El Gobierno acatará el fallo judicial que ordenó mantener vigente el programa Volver al Trabajo, aunque en paralelo avanzará con una apelación para intentar revertir la medida. La decisión implica sostener, por ahora, el esquema de transferencias que alcanza a más de 900 mil beneficiarios, con un ingreso mensual de $78.000, pese a que el Ministerio de Capital Humano había diseñado una reformulación del sistema.
La resolución fue dictada por el juez federal de Campana, Adrián González Charvay, quien hizo lugar a una medida cautelar contra la eliminación del programa. En la práctica, el fallo obliga al Ejecutivo a conservar el plan en su formato actual hasta que se resuelva la cuestión de fondo.
Desde el Ministerio de Capital Humano, que conduce Sandra Pettovello, señalaron en un comunicado que “el Programa Volver al Trabajo finalizó por haberse cumplido su plazo de vigencia de dos años, establecido desde el momento su creación”. La cartera explicó que el esquema tenía una duración definida y que su continuidad no estaba prevista en los términos originales.
En ese mismo sentido, el Gobierno detalló que se había convocado a los beneficiarios para incorporarse a un nuevo sistema de formación. “El Ministerio efectuó una amplia y masiva convocatoria a quienes eran beneficiarios del programa a fin de recibir vouchers de capacitación laboral que les permitan, de este modo, una formación profesional con rápida salida laboral e inserción al empleo registrado y formal”, indicó el comunicado.

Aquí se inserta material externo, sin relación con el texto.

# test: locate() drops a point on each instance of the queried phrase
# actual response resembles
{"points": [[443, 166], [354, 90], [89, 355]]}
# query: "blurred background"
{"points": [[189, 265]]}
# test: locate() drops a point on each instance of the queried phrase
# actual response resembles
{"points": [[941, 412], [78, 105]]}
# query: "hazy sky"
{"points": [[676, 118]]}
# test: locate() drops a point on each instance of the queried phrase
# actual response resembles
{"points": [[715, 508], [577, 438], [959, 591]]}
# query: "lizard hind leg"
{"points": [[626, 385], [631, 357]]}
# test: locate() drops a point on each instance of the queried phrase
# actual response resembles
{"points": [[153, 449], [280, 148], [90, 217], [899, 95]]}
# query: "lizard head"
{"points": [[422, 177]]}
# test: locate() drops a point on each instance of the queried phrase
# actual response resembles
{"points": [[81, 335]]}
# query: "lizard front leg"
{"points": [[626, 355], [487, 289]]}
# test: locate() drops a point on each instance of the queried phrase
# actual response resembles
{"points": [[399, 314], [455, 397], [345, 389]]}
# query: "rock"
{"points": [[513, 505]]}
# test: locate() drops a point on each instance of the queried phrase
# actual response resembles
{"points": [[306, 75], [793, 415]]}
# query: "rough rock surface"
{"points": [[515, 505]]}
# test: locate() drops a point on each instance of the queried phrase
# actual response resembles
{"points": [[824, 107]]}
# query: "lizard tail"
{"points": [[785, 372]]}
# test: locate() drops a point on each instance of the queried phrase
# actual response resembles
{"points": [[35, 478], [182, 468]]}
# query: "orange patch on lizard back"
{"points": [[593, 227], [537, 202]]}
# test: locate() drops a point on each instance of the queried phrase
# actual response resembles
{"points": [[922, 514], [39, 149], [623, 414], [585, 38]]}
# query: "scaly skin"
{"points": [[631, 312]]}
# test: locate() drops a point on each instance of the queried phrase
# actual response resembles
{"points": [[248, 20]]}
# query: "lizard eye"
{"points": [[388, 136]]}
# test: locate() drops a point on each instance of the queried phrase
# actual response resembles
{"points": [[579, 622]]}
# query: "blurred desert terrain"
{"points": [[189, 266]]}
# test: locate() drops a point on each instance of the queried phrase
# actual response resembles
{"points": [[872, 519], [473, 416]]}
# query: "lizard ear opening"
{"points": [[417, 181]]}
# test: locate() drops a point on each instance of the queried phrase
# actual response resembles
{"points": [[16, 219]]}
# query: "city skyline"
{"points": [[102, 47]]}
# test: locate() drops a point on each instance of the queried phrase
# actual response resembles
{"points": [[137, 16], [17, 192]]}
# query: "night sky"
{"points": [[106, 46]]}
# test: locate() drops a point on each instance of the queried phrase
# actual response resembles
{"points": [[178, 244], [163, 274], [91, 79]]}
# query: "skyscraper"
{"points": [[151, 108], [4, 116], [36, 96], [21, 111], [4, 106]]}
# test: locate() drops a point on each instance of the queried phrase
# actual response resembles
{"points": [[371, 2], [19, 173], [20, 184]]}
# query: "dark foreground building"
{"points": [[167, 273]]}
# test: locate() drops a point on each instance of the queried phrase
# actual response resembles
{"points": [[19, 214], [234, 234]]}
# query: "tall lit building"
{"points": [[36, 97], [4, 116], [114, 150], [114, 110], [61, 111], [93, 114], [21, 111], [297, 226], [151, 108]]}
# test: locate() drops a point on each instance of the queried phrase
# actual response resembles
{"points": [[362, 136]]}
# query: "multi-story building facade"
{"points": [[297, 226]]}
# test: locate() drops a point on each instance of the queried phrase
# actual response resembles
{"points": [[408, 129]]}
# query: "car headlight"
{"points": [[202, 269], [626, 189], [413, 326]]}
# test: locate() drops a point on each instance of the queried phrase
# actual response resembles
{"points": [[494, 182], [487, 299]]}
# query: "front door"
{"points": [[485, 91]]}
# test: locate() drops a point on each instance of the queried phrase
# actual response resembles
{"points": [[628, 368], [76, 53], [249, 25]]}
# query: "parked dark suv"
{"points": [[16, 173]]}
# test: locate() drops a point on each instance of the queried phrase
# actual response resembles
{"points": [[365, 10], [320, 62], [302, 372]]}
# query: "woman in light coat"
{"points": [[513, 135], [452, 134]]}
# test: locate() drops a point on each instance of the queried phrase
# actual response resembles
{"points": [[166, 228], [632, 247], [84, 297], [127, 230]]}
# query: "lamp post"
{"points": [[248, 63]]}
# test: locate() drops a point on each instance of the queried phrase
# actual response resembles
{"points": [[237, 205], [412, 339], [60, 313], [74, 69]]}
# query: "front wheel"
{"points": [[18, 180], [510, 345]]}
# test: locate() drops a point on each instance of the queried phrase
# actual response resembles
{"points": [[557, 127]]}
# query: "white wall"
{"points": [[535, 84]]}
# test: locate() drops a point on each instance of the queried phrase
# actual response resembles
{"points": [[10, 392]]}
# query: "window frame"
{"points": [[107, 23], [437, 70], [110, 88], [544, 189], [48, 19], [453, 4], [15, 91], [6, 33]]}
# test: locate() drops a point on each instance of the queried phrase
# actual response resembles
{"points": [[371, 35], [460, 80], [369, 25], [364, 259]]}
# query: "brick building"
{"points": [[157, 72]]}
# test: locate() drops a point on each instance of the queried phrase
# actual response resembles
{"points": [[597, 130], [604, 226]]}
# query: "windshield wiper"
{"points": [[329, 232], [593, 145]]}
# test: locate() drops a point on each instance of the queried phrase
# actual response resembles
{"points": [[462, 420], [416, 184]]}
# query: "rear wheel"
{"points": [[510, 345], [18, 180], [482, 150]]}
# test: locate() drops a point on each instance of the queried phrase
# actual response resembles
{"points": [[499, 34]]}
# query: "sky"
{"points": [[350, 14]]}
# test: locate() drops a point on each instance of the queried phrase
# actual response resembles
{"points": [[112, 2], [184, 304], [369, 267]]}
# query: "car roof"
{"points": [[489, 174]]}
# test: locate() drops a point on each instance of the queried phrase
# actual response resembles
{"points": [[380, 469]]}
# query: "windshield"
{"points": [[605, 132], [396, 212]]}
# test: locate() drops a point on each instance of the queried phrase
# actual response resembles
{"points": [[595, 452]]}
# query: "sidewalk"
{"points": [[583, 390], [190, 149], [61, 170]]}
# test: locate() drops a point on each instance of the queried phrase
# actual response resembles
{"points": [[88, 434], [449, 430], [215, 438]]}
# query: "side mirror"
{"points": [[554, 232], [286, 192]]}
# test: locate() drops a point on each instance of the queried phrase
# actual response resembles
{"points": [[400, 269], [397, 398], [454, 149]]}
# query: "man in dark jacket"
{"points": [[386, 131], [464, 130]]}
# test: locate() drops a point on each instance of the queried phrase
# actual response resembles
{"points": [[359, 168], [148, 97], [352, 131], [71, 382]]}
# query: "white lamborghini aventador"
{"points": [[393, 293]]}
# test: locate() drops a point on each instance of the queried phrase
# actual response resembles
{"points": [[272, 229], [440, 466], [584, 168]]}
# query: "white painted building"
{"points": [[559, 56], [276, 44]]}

Sin embargo, la medida judicial alteró ese rediseño. Según advirtió la cartera, la decisión tiene impacto directo sobre las políticas previstas: “En virtud de dicha decisión judicial, con graves consecuencias sobre el presupuesto y la gestión ministerial, lamentablemente no podrán llevarse a cabo dos políticas prioritarias y planificadas: los vouchers de formación laboral ni la doble escolaridad primaria en escuelas vulnerables de todo el país”.

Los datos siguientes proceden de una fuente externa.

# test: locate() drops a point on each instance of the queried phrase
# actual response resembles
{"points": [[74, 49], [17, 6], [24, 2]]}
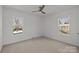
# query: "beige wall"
{"points": [[0, 27]]}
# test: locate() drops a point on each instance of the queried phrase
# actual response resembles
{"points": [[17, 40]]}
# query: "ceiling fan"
{"points": [[40, 9]]}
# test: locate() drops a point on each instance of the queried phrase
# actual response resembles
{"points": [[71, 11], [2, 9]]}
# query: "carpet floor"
{"points": [[39, 45]]}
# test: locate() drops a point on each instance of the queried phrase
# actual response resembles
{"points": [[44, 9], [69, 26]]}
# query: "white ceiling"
{"points": [[48, 8]]}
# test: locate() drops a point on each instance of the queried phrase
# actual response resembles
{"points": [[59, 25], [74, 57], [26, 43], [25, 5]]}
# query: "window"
{"points": [[63, 24], [17, 26]]}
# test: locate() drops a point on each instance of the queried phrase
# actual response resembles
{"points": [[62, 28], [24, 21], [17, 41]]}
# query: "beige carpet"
{"points": [[39, 45]]}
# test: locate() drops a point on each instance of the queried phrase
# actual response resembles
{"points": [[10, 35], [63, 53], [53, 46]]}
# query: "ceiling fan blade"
{"points": [[35, 11], [43, 12]]}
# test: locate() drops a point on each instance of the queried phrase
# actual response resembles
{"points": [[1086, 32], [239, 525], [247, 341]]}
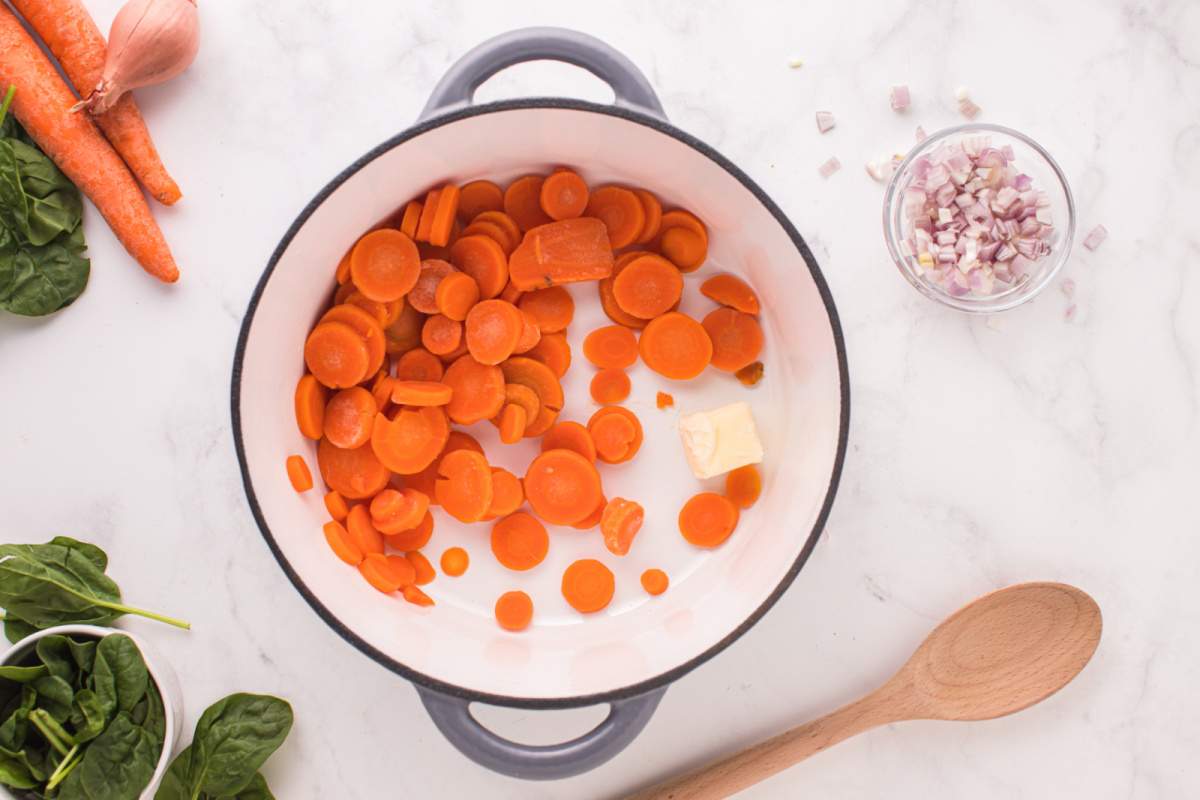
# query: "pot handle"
{"points": [[625, 720], [459, 84]]}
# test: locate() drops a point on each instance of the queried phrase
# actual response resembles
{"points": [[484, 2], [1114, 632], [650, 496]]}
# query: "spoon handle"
{"points": [[736, 773]]}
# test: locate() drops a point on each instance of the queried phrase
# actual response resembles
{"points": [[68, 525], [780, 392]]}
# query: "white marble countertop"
{"points": [[983, 452]]}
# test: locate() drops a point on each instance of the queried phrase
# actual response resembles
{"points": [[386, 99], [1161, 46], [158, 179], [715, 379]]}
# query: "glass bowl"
{"points": [[1029, 157]]}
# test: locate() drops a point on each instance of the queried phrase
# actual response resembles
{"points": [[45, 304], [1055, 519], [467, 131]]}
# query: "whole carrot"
{"points": [[42, 106], [72, 36]]}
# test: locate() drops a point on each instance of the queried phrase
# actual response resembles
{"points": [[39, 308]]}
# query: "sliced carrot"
{"points": [[409, 441], [522, 202], [621, 211], [419, 365], [363, 531], [342, 543], [676, 346], [444, 216], [414, 539], [750, 374], [562, 486], [731, 290], [707, 519], [552, 307], [349, 416], [617, 433], [423, 296], [441, 335], [743, 486], [335, 504], [310, 407], [411, 217], [483, 259], [564, 196], [406, 332], [588, 585], [421, 566], [612, 347], [520, 541], [478, 390], [562, 252], [455, 561], [653, 210], [513, 423], [493, 329], [354, 474], [384, 265], [477, 197], [420, 392], [465, 485], [619, 523], [514, 611], [610, 386], [508, 494], [570, 435], [555, 352], [654, 582], [336, 355], [737, 338], [299, 474], [394, 511], [648, 287]]}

En el oficialismo interpretan el fallo como una interferencia en la definición de la política pública. Según trascendió, más allá de la disconformidad, el Ejecutivo cumplirá la orden judicial.
El eje del conflicto está vinculado a la reconversión de los planes sociales que impulsaba el Ministerio de Capital Humano. El programa Volver al Trabajo, que sucedía a esquemas previos de asistencia, había sido concebido, según explican en el Gobierno, como un mecanismo transitorio orientado a facilitar la inserción laboral. Esa transición quedó interrumpida por la cautelar.
De acuerdo con fuentes oficiales, el rediseño contemplaba una reasignación integral de los recursos. Por un lado, se proyectaba implementar vouchers de capacitación con participación de instituciones formativas en distintas provincias, con el objetivo de mejorar las condiciones de empleabilidad. Por otro, se buscaba financiar la extensión de la doble jornada en escuelas ubicadas en contextos vulnerables.
En el entorno de la ministra Pettovello consideran que la medida judicial no sólo detuvo un cambio administrativo, sino que afectó la orientación general de la política social. Según esa visión, la resolución obliga a mantener la asignación de fondos en el esquema vigente, en lugar de permitir su redireccionamiento hacia iniciativas de formación y educación.
En esa misma línea, en el Gobierno sostienen que la decisión refuerza un modelo de asistencia que buscan modificar. Fuentes oficiales describieron que la continuidad del programa consolida un esquema basado en transferencias directas, en contraste con la estrategia que apunta a promover la inserción en el empleo formal.
También señalaron que el fallo impacta sobre otras áreas, en particular en el componente educativo. Según explicaron, la imposibilidad de avanzar con la doble escolaridad limita una de las intervenciones previstas para sectores vulnerables, que formaba parte del rediseño del programa.